Spear-phishing attacks abuse the Glitch platform to steal credentials

Glitch service abused in attacks that target Middle East workers from major corporations

The phishing campaign targets employees of Middle Eastern companies.

Actors release campaigns aiming to gather information about the employees of Middle-East-based corporations. Scammers use particular ephemeral aspects of the management tool to expose users to URLs with credential-stealing functions.^[1] Attackers managed to host short-lived links and evade detections, so takedowns of the suspicious sites can be avoided.^[2] The campaign started back in July 2021 and is, unfortunately, still active.

The targets of the spearphishing campaign are employees at major corporations with what appear to be an emphasis on employees operating in the Middle East. Upon further pivoting this looks to be just a single campaign in a long line of similar, SharePoint themed phishing attempts.

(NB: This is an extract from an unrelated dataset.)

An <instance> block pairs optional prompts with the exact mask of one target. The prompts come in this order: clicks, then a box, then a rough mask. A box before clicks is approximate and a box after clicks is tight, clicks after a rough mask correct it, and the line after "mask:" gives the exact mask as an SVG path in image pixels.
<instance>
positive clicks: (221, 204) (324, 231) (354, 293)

Researchers^[3] reported that these spear-phishing campaigns included the SharePoint phishing pages and discovered the suspicious PDFs. These files were not having malicious content but had links to Glitch app hosting pages with obfuscated JavaScript. These pages were used to steal credentials.^[4]

Glitch is a web-based project-management tool that has a built-in code editor that runs and hosts software projects. Various companies use the service for simple websites and large applications. The particular campaign aimed to access the credentials of employees from the Middle East.

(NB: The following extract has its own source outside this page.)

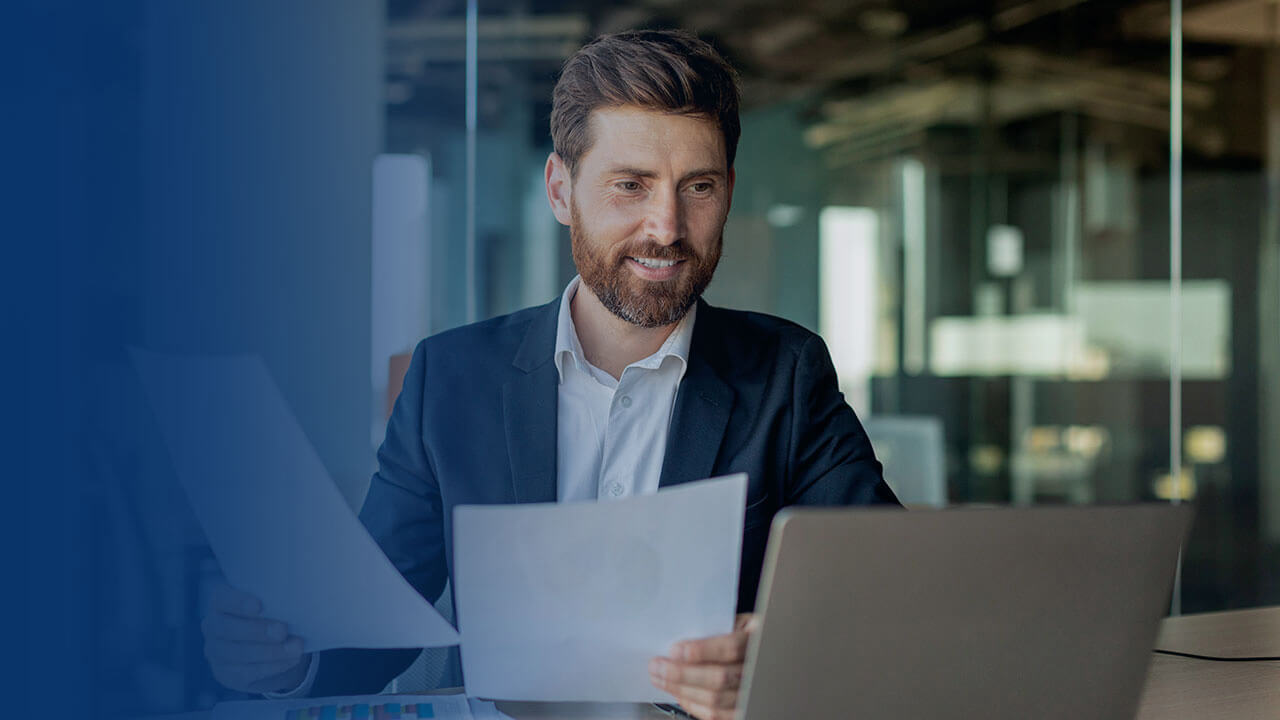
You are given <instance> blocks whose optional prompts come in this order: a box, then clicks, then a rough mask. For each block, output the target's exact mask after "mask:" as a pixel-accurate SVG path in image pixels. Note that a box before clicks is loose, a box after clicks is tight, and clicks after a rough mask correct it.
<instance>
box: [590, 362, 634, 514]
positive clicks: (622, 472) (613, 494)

PDF files helping to evade detection

Threat actors managed to send emails with file attachments, including these PDFs that were not having any malicious code, so antivirus could not alert the user about anything possibly dangerous. The file contained a link redirecting to the page hosted at Glitch. Once clicked, it would open the landing page.

The DomainTols research sourced at least 70 separate PDFs with the links. All of them used the unique email and the URL to link various pages hosted on Glitch. The short-lived nature of these pages created an issue for researchers because they need living pages serving the payload of the campaign to analyze it further.

The tool for URL scanning was used to search through the list of scanned sites over the last month. Many HTML documents were found tied to the previous PDFs on the VirusTotal platform. Such documents were detected dating back to July 30, 2021. Emails included individuals working at large corporations.

Generally trusted platforms abused

Glitch is the cloud hosting service that allows people to use Node.js, react, other development platforms for application and website deployment. The platform is trustworthy, and network security tools or antivirus apps do not find the domain suspicious. This is why warnings were not delivered when the site got visited.

The service allows the application to operate for five minutes while exposed to the internet with the Glitch-provided hostname using three random words. After that, the user needs to enable the app or website again manually. The trustworthiness of the platform and short-lived URLs allowed threat actors to successfully run these phishing campaigns^[5] abusing the Glitch platform.

It is discovered that stolen credentials were sent to the Outlook email address. This discovery helped to find a set of PDFs created in September 2021. Actors hosted those documents on different services besides Glitch. Heroku was one of them. Also, attackers used the content distribution network SelCDN. Glitch was the only channel abused to evade detection and gather credentials. The developers have not responded to these findings, but the DomainTools team has reached out to the company.